Mientras tanto, la derecha política vuelve a sus raíces y se torna extremista. Entiende la gravedad del momento, reaviva y establece nuevas fronteras para evitar malos entendidos. Se acaban las concesiones. Es necesario mantenerse en el poder, o recuperarlo si se ha perdido. Hay que pasar al ataque. La iniciativa consiste en destruir, desprestigiar y socavar el orden si se pasa a la oposición, caso de Bolivia, Ecuador y Venezuela. Hacer ingobernable lo gobernable. Aplicar la máxima: desestabilizar hasta hacer imposible la convivencia. Provocar un estado de nervios, crispar, confrontación generalizada para postular un llamado a elecciones anticipadas. Siempre es posible revertir un proceso democrático e incluso acudir al fraude electoral como técnica golpista. Pero si se está gobernando, hay que desarticular a la izquierda y sus alternativas, aplicar la razón de Estado, pasar por encima de las instituciones y dar mano larga a las fuerzas de seguridad, garantizando su impunidad para reprimir.
Hoy, ante tanta crisis de la derecha sus elites levantan un proyecto de partido de masas antidemocrático fundado en los restos del neoliberalismo. Sus futuribles dirigentes son parte del propio sistema imperante. Pertenecen al orden sistémico. Liberales, conservadores y demócrata-cristianos. Lo que tienen en común es su anticomunismo y su renuncia a los valores sociales, éticos y económicos de la democracia política. Sólo que ahora hacen gala de dicha renuncia. Para ellos, la democracia es un lastre. Son partidarios de gobiernos fuertes y prefieren la estabilidad económica a los derechos políticos de los ciudadanos. Por eso reivindican figuras como Ubico, Estrada Cabrera, Porfirio Díaz o Pinochet. Para muestra, las palabras del actual ministro de Asuntos Exteriores de la presidenta de Chile Michelle Bachelet, Alejandro Foxley, quien afirma sin sonrojarse: «Pinochet realizó una transformación sobre todo en la economía chilena, la más importante que ha habido en este siglo. Tuvo el mérito de anticiparse al proceso de globalización que ocurrió una década después, al cual están tratándose de encaramarse todos los países del mundo. Hay que reconocer su capacidad visionaria y la del equipo de economistas que entró a ese gobierno el año de 1973». Sin comentarios.
El fundamento del proyecto pretende unificar los partidos de la derecha bajo el nombre genérico de partido popular. Es el desarrollo de un populismo, el único posible, el de la derecha extrema. La financiación para encarar la propuesta de unificación corre a cargo de fundaciones europeas y del grupo popular del Parlamento Europeo, siendo apadrinada por José María Aznar, su fundación y la propia Condoleezza Rice. El laboratorio sería Chile, donde ya el nombre es propiedad de los amigos de Aznar, es decir, la democracia cristiana, extendiéndose más tarde a Venezuela, Centroamérica, Cuba, República Dominicana, Colombia, Ecuador y Paraguay.

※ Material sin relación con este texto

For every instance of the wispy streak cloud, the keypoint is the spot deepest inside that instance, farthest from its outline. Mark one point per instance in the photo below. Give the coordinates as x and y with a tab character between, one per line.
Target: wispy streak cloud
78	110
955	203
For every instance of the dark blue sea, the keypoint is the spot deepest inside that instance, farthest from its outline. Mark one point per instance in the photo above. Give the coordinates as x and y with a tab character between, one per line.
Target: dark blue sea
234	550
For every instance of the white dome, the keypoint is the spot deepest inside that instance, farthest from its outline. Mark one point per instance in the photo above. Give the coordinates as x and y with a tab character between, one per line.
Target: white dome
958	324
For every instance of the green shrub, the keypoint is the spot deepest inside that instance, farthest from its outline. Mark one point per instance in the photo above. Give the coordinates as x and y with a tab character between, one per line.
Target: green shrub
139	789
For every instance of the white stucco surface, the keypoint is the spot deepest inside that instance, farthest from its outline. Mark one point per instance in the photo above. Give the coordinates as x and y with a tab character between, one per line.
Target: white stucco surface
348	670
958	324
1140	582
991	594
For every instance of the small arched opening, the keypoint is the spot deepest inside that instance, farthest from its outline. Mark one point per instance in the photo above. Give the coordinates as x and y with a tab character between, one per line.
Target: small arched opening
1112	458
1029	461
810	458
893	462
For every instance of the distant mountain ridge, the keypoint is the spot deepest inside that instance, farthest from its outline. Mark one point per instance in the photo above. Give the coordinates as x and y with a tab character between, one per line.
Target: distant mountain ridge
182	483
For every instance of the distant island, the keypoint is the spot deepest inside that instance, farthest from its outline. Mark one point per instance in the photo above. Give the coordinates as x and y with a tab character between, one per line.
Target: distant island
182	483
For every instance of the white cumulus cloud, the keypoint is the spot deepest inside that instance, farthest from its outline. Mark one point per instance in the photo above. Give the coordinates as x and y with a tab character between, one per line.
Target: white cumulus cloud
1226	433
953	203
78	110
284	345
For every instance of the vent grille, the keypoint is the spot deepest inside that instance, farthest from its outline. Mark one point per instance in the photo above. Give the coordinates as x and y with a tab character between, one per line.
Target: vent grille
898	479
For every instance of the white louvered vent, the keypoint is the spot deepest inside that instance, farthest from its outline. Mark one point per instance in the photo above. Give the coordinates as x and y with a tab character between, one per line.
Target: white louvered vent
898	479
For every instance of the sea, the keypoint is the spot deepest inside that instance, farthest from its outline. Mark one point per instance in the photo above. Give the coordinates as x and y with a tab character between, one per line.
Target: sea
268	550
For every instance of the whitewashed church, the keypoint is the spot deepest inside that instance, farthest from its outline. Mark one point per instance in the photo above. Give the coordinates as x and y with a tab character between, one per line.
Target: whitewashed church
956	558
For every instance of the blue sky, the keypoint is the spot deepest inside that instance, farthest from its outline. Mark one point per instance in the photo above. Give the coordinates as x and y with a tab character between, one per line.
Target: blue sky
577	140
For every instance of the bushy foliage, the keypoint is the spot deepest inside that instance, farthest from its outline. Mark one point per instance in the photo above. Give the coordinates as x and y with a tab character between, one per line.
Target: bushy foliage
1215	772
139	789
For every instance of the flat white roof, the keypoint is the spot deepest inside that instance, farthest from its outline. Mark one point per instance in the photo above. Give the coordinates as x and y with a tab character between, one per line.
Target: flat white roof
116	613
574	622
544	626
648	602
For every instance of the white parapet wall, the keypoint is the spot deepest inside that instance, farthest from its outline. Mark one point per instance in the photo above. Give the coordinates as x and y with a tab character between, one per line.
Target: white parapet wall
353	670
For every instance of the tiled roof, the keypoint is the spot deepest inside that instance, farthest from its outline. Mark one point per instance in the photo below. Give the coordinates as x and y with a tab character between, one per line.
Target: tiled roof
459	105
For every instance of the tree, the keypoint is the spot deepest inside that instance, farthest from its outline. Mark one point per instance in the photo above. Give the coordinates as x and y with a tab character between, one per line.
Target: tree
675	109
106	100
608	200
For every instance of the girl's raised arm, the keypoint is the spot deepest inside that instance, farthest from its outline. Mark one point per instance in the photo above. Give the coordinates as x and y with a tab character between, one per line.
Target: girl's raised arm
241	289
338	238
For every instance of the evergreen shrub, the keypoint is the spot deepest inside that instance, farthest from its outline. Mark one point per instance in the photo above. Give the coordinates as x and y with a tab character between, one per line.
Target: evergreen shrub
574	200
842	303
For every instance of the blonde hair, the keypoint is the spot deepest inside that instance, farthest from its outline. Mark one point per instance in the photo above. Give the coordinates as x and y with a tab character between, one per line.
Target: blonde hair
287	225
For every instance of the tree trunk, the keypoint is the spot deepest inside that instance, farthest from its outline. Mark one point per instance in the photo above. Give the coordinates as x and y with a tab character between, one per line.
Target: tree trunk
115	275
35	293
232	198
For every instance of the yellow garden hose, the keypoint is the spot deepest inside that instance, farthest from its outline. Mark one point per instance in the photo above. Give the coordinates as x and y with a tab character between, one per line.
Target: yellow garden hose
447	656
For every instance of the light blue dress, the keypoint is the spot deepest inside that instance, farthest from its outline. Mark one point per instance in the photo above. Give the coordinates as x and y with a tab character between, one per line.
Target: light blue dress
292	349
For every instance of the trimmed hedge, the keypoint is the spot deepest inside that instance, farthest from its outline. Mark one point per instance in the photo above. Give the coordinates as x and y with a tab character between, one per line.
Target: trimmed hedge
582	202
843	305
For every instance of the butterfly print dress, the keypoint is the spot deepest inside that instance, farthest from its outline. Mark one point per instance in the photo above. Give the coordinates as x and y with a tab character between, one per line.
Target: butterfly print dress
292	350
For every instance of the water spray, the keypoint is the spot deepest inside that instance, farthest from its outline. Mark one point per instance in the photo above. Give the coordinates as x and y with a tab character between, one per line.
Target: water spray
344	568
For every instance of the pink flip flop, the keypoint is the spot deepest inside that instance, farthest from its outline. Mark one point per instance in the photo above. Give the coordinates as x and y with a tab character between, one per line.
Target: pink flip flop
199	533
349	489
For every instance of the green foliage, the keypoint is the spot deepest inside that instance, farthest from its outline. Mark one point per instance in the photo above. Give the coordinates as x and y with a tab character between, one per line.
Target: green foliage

Más allá de las diferencias existentes entre los posibles articuladores del proyecto, el nuevo partido trata de movilizar un voto militante en tiempos de abstención. Así, estamos en presencia de una involución que marca el quehacer de las elites políticas de las clases dominantes formadas en los años 80. La derecha latinoamericana parece haber concluido un ciclo, gobierne o esté en la oposición. Hoy por hoy, y por primera vez, la democracia deja de ser parte de su discurso y sus dirigencias asumen sus consecuencias: una involución en sus principios políticos y además son conscientes. Ahora prometen orden y progreso, gobernanza. Por ello llaman a zafarrancho. Muerte a la democracia y a sus defensores. ¿Volverán los golpes de Estado?